Nvidia's Vera Rubin platform in depth — Inside Nvidia's most complex AI and HPC platform to date

(Image credit: Nvidia)

As Nvidia ships millions of Grace CPUs and Blackwell AI GPUs to data centers worldwide, the company is hard at work bringing up its next-generation AI and HPC platform, Vera Rubin, which is expected to set a new standard for performance and efficiency. Nvidia's Vera Rubin comprises not one or two, but nine separate processors, each tailored for a particular workload, creating one of the most complex data center platforms ever.

While Nvidia will be disclosing more details about its Vera Rubin over the coming year before it officially launches in late 2025, let's recap what we already know about the platform, as the company has revealed a fair few details.

At a glance

On the hardware side, Nvidia's Vera Rubin platform is its next-generation rack-scale AI compute architecture built around a tightly integrated set of components. These include the following: an 88-core Vera CPU, Rubin GPU with 288 GB HBM4 memory, Rubin CPX GPU with 128 GB of GDDR7, NVLink 6.0 switch ASIC for scale-up rack-scale connectivity, BlueField-4 DPU with integrated SSD to store key-value cache, Spectrum-6 Photonics Ethernet and Quantum-CX9 1.6 Tb/s Photonics InfiniBand NICs, as well as Spectrum-X Photonics Ethernet and Quantum-CX9 Photonics InfiniBand switching silicon for scale-out connectivity.

A full NVL144 rack integrates 144 Rubin GPUs (in 72 packages) with 20,736 TB of HBM4 memory and 36 Vera CPUs to deliver up to 3.6 NVFP4 ExaFLOPS for inference and up to 1.2 FP8 ExaFLOPS for training performance. In contrast, NVL144 CPX achieves almost 8 NVFP4 ExaFLOPS for inference using Rubin CPX accelerators, providing even more massive compute density.

On the software side, the Rubin generation is optimized for FP4/FP6 precision, million-token context inference, and multi-modal generative workloads. The CPX systems will come with Nvidia's Dynamo inference orchestrator built atop CUDA 13, which is designed to intelligently manage and split inference workloads across different types of GPUs in a disaggregated system.
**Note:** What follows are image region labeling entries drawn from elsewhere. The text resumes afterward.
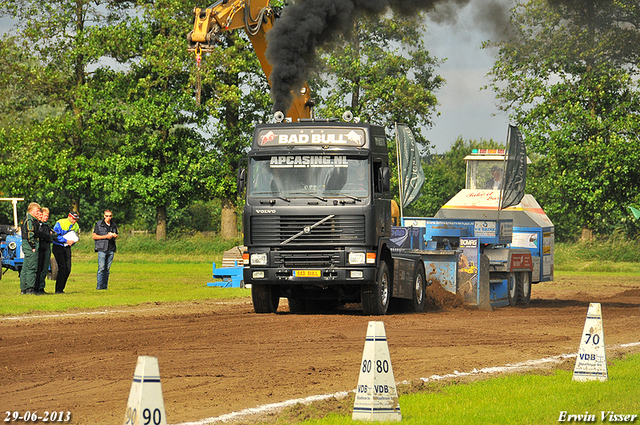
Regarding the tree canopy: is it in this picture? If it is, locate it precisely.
[490,0,640,235]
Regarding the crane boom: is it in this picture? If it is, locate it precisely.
[187,0,313,122]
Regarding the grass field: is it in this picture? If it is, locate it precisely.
[0,235,640,315]
[0,253,250,315]
[5,240,640,425]
[277,354,640,425]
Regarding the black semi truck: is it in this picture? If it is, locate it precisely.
[238,119,426,315]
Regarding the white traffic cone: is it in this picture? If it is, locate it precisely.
[123,356,167,425]
[573,303,609,381]
[352,322,402,421]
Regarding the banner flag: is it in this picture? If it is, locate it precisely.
[500,125,527,210]
[396,124,424,207]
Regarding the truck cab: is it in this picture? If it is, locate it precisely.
[239,120,400,314]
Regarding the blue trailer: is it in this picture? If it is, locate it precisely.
[0,198,24,278]
[392,151,554,309]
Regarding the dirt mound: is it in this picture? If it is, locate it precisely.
[425,280,465,310]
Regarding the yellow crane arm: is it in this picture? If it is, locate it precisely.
[187,0,312,122]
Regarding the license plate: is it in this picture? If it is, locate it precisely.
[293,270,321,277]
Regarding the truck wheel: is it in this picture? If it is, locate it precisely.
[360,261,391,316]
[391,262,427,313]
[507,273,520,307]
[517,272,531,305]
[47,255,58,280]
[287,297,307,313]
[251,284,280,313]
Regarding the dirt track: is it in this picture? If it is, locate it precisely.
[0,276,640,424]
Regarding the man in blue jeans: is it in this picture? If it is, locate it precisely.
[92,210,118,289]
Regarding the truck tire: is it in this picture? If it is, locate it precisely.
[517,272,531,305]
[391,261,427,313]
[251,284,280,313]
[506,273,520,307]
[360,261,391,316]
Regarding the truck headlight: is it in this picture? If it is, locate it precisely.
[349,252,367,264]
[250,252,267,266]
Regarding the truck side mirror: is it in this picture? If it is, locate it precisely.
[236,168,247,194]
[378,166,391,192]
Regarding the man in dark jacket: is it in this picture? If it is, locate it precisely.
[36,207,55,294]
[20,202,40,294]
[92,210,118,289]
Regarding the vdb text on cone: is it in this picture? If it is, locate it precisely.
[123,356,167,425]
[352,321,402,421]
[573,303,608,381]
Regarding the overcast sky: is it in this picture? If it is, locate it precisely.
[425,0,510,153]
[0,0,510,153]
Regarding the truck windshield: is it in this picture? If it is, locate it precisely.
[247,155,371,199]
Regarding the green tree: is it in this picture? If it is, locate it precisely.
[0,0,140,214]
[489,0,640,238]
[200,31,272,239]
[94,0,204,240]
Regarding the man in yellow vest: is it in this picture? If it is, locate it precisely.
[20,202,40,295]
[51,211,80,294]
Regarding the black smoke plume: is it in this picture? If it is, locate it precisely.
[266,0,510,112]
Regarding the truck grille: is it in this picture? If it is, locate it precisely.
[273,251,342,268]
[251,215,365,247]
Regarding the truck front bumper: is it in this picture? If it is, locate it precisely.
[244,266,376,285]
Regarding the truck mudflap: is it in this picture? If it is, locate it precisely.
[244,267,376,285]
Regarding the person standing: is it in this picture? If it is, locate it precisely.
[20,202,40,294]
[36,207,55,294]
[92,210,118,289]
[52,211,80,294]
Additionally, Nvidia's Smart Router and GPU Planner will dynamically balance prefill and decode workloads across Mixture-of-Experts (MoE) replicas to improve utilization and response time. Also, Nvidia's Interconnect Extension Layer (NIXL) enables zero-copy data transfers between GPUs and NICs through InfiniBand GPUDirect Async (IBGDA) to reduce latency and CPU overhead. Meanwhile, NVMe key-value cache offload is said to achieve 50% – 60% hit rates, enabling multi-turn conversational context to persist efficiently. Finally, the new NCCL 2.24 library is expected to reduce small-message latency by 4x, enabling the scaling of trillion-parameter agentic AI models with much faster inter-GPU communication.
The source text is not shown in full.